On a cold December day in Winnipeg (it’s -30 degrees C), Joseph Visser stays warm in the cafe where he has worked on and off for the past five years. He took the unreliable, cold, and crowded Winnipeg bus (the only public transit available) and now sits in the Thom Bargen cafe in West Broadway to talk on the phone. He has just returned from a European tour with his younger brother’s music project, Boniface. Now that he’s back, he’s shifting focus to his own project, Strawberry 25.
His latest self-released single “Black Orchid Eyes” is an intimate, starstruck snapshot of a perfect night in Toronto with his current partner.
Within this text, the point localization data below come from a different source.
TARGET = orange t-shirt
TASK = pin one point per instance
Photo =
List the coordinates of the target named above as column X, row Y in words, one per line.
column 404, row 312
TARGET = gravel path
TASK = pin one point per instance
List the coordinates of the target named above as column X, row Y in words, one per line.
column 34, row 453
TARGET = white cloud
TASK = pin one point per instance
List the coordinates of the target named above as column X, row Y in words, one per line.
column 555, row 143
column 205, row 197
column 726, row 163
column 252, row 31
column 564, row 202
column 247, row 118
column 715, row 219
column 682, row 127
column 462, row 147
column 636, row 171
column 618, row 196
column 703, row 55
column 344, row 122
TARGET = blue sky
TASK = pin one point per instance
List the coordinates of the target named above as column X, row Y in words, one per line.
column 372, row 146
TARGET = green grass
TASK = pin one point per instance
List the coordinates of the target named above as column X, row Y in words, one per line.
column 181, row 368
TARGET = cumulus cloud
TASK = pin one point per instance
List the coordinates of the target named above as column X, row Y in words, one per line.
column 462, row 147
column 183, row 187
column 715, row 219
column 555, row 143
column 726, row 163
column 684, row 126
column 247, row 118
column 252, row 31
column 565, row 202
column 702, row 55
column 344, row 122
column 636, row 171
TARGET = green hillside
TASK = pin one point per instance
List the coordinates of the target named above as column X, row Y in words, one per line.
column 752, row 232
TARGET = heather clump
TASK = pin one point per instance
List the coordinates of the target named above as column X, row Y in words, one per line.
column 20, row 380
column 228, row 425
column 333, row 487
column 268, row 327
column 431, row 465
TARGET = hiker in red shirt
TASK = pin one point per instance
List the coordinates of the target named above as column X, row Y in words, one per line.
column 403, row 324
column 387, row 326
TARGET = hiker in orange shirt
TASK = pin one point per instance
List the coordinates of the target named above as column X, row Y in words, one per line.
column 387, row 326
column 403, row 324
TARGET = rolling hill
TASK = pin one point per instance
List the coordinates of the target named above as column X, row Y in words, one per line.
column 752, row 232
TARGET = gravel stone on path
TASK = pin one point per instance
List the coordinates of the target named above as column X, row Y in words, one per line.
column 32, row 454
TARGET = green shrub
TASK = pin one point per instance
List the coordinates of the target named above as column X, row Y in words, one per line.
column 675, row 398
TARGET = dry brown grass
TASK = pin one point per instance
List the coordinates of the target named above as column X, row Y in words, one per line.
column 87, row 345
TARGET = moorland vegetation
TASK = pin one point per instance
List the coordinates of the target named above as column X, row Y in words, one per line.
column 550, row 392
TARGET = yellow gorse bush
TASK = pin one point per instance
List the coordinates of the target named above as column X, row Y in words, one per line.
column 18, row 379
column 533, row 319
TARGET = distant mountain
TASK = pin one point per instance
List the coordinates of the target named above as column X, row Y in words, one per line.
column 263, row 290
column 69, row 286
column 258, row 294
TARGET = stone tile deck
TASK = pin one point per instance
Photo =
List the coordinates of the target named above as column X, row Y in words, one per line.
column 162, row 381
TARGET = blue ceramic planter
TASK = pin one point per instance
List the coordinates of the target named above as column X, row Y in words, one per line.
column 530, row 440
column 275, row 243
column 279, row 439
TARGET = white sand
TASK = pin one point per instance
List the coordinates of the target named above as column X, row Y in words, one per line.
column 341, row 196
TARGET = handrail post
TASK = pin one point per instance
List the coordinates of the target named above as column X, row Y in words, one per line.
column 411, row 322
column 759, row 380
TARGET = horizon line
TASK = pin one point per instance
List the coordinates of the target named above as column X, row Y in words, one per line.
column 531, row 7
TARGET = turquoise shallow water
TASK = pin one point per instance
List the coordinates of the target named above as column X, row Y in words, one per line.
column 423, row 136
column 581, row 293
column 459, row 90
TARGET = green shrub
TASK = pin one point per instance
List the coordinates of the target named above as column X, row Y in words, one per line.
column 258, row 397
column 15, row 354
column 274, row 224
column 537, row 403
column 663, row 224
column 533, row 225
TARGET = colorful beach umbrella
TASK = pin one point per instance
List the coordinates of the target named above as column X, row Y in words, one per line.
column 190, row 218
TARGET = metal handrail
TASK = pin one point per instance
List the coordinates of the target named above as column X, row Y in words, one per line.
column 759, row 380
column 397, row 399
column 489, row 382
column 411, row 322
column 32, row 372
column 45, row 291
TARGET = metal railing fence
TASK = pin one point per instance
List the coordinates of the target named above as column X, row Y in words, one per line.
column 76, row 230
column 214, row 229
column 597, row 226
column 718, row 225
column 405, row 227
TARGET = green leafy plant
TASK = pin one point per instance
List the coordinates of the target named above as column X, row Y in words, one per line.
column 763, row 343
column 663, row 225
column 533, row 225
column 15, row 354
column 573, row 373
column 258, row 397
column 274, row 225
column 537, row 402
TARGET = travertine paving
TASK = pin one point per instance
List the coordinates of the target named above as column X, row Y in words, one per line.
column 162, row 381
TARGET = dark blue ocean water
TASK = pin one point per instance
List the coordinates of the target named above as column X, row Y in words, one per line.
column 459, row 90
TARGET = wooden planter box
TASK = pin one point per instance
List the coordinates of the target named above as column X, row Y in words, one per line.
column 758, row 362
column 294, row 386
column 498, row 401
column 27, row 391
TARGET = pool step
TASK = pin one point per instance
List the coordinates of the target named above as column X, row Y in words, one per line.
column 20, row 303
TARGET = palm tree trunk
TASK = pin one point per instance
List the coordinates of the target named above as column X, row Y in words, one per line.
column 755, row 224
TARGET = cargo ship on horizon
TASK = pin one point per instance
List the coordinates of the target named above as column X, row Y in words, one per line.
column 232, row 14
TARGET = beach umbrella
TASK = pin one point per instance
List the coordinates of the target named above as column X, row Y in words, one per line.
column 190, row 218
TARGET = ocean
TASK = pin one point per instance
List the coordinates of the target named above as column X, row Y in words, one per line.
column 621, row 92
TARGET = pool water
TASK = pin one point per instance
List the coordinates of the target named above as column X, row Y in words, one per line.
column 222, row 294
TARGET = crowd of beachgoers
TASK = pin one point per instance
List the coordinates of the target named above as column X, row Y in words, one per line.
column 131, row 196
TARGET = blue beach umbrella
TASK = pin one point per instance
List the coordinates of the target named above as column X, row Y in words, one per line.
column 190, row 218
The song was born from that certain glow you feel after seeing an incredible live set (the couple had just seen Lucy Dacus) with someone you really like; the lyrics share the experience of walking home after this dreamlike night, where everything feels beautiful, supernatural, and just right.
Visser made his debut as Strawberry 25 in November with folk-pop fusion “Shoulder Season.” He wrote it over the course of last summer, and it was one of the few that he took his time on. “It was written over the course of basically meeting my current partner. It is an absolutely wild thing to share really vulnerable things with someone who is basically a stranger. There’s a lot of trust involved in that or hope involved in that. It’s often times very scary because you’re just constantly stepping off a cliff. I think the main message of that song is just kind of leaning into that fear and leaning into how good it feels and leaning into all that you don’t know yet,” Visser shares. “For me, ‘Shoulder Season’ is that transition period into deciding that you’re going to be vulnerable and have the shit scared out of you. I wrote it almost to try to inspire myself to lean right in.”
The common thread between “Black Orchid Eyes” and “Shoulder Season” is Visser’s ability to capture the feeling of a moment. “I can’t really write about other people, I’m not a storyteller necessarily,” he says. “I basically just try to describe really visceral emotions that I feel are kind of rare for anyone to feel. I’m just trying to remember that and preserve those really intense emotional moments that kind of shape the direction of your life, you know? Where you live and who you’re around.”
Visser plans to stay in Winnipeg for about the next month, but doesn’t plan on staying for long. Touring with Boniface has him constantly on the road. I ask him if he has a love-hate relationship with his hometown. He replies over the chatter of the coffee shop, “It’s probably 80% hate, 20% love.”
The hate? There are only 700,000 people living there. Visser tells me it’s in the top five coldest cities with a population of over half a million. It’s the kind of city that’s ruthless. It’s isolated and brutally cold. Many who grow up there choose not to stick around. “The funny thing is when I’m on tour with Boniface, I talk about Winnipeg all the time because people want to know where I’m from and our accents are different. I always talk about Winnipeg and I talk about it so much that it stops feeling real necessarily. Like it’s just this fake place where I grew up,” he says.
The love? Winnipeg’s summers. Specifically, the Winnipeg Folk Festival. That was Visser’s biggest musical inspiration growing up. The festival itself is a jumble of Canadian bands of varying genres but mostly folk and indie. Tegan and Sara played there one year before they got big.
Visser attended the festival as a young teenager but made a triumphant return as a performer with Boniface two summers ago. “When I was growing up, my only goal in music was to play in the Winnipeg Folk Festival and so when we got booked to do it, it was just like a dream come true,” recalls Visser. “That’s still like top 5 of my favorite shows I’ve ever played. It was just so fun. Hopefully we’ll get to play it again some time.”
Immersed in folk music, Visser’s younger brother Micah picked up the fiddle and Visser learned the banjo. Years later, they would branch off to write their own music and create their own sounds under whole new names.
Visser stumbled upon his artist's name at a low-budget, beach hotel in Belize. Strawberry 25 was the hotel’s wifi password. Visser wrote the name down and found later that it was perfectly suited to his’s mission as an artist.
“I think the internet is cool right now in that you can find bands and discover bands. I grew up in the early days of MySpace. That’s how I discovered all these bands that I liked. I remember chatting with musicians I liked on MySpace when I was like 14 or 15 and just thinking that was the coolest thing,” explains Visser. “The internet and music have always been so linked for me and I think part of choosing Strawberry 25 was just because it’s almost more like a handle, it’s like a username almost. I think for my project I just want it to be some sort of stamp on the internet.”
Thanks to the immediacy of the internet, we can expect more from Visser soon. “Black Orchid Eyes” was released as a demo on YouTube a couple weeks before it was available on streaming platforms. Whether from snowy Winnipeg or sunny Belize, Strawberry 25 will be logging his most visceral moments on the web for all corners of the globe to hear.